Wednesday, December 3, 2014

 Hallmark behaviors of addiction


     Drug addiction is a chronically relapsing brain disease. In fact, environmental conditioned cue associations with drug experience are significant factors in the ongoing cycle of relapse in addiction (Hsiang et al, 2014). Relapse to drug addiction can occur even after prolonged abstinence and is often precipitated by exposure to drug-associated cues that provoke drug craving.  For example, it has been observed that in current abstinent, former-cocaine users, mere exposure to environmental cues present at the time of previous cocaine use may evoke powerful memories of the rewarding properties of cocaine, induce drug craving, and facilitate relapse to cocaine seeking and consumption. Similarly, recall of a cocaine related memory may be sufficient to induce relapse to cocaine-seeking and/or cocaine taking in drug-free rodents with a history of cocaine administration. 
The incubation of drug craving, a phenomenon characterized by the progressive potentiation of cue-induced drug cravings after withdrawal, is partially mediated by drug-induced accumulation of GluA2-lacking, calcium permeable AMPA receptors in the nucleus accumbens (NAc) (Bossert et al., 2013; Kalivas et al., 2009).

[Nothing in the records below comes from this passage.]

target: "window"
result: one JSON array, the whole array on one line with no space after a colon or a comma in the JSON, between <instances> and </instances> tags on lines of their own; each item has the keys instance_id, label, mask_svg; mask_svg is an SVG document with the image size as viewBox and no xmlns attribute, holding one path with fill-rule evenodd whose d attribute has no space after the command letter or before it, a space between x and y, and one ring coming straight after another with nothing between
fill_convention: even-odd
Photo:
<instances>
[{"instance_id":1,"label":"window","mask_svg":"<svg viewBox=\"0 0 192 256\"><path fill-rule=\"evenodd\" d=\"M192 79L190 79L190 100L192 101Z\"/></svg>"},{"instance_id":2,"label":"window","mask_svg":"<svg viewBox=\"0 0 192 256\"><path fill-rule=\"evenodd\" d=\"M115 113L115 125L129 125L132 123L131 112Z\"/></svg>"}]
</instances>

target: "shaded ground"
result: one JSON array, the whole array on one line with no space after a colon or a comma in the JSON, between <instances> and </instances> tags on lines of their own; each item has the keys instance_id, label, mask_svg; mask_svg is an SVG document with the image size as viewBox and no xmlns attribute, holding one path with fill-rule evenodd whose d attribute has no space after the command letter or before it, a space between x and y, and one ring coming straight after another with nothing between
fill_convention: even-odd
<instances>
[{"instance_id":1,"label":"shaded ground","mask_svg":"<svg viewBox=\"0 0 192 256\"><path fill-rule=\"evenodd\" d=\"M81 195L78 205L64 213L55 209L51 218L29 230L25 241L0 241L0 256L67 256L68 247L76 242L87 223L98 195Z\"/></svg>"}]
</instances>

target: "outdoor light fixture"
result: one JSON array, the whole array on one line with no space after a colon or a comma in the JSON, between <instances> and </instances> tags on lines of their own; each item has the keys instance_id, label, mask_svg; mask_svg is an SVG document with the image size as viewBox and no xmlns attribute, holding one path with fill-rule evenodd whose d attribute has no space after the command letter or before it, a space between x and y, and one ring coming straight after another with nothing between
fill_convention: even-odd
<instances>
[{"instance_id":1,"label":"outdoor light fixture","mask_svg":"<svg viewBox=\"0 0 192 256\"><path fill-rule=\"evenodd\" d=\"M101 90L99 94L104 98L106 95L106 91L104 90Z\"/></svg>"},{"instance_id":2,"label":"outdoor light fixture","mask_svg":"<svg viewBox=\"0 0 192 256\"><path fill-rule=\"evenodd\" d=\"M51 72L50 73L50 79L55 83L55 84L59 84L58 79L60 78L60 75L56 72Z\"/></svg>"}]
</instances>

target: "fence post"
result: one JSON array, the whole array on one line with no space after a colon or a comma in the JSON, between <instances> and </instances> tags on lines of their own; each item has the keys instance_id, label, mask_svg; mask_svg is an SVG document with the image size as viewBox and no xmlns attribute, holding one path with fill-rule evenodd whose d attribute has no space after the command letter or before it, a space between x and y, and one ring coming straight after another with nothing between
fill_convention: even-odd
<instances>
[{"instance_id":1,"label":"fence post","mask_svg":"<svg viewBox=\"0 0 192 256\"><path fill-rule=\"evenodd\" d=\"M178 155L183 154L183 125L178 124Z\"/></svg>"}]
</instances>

However, the molecular events involved are unknown. In order to shed light on this question, Lee et al., 2013 studied silent or immature synapses in the  basolateral amygdala (BLA) to NAc projection on rodents. Silent or immature synapses express stable NMDA receptors and are abundant during early developmental; and subsequently mature into fully functional synapses by recruiting AMPA receptors. The researchers found that cocaine self-administration generates these silent synapses, and as the withdrawal period progressed, these silent synapses become unsilenced, a process involving synaptic insertion of calcium-permeable AMPA receptors. Moreover, by using in vivo optogenetic stimulation to conduct a long term depression (LTD) protocol on withdrawal day 45 that would internalize the newly inserted AMPA receptors, a re-silencing of some of the previously silent synapses was observed. This event correlated with a significant reduction in cocaine craving incubation. Taken altogether, these results suggest that this synapse-based reorganization is critical for persistent cocaine craving and relapse after withdrawal.

     References: 
     Bossert JM, Marchant NJ, Calu DJ, Shaham Y. (2013). The reinstatemt model of drug relapse: recent neurobiological findings, emerging research topics, and translational research. Psychopharmacology, 229(3): 453-76.
      Kalivas PW. (2009). The glutamate homeostasis hypothesis of addiction. Nature reviews Neuroscience, 10:561-572.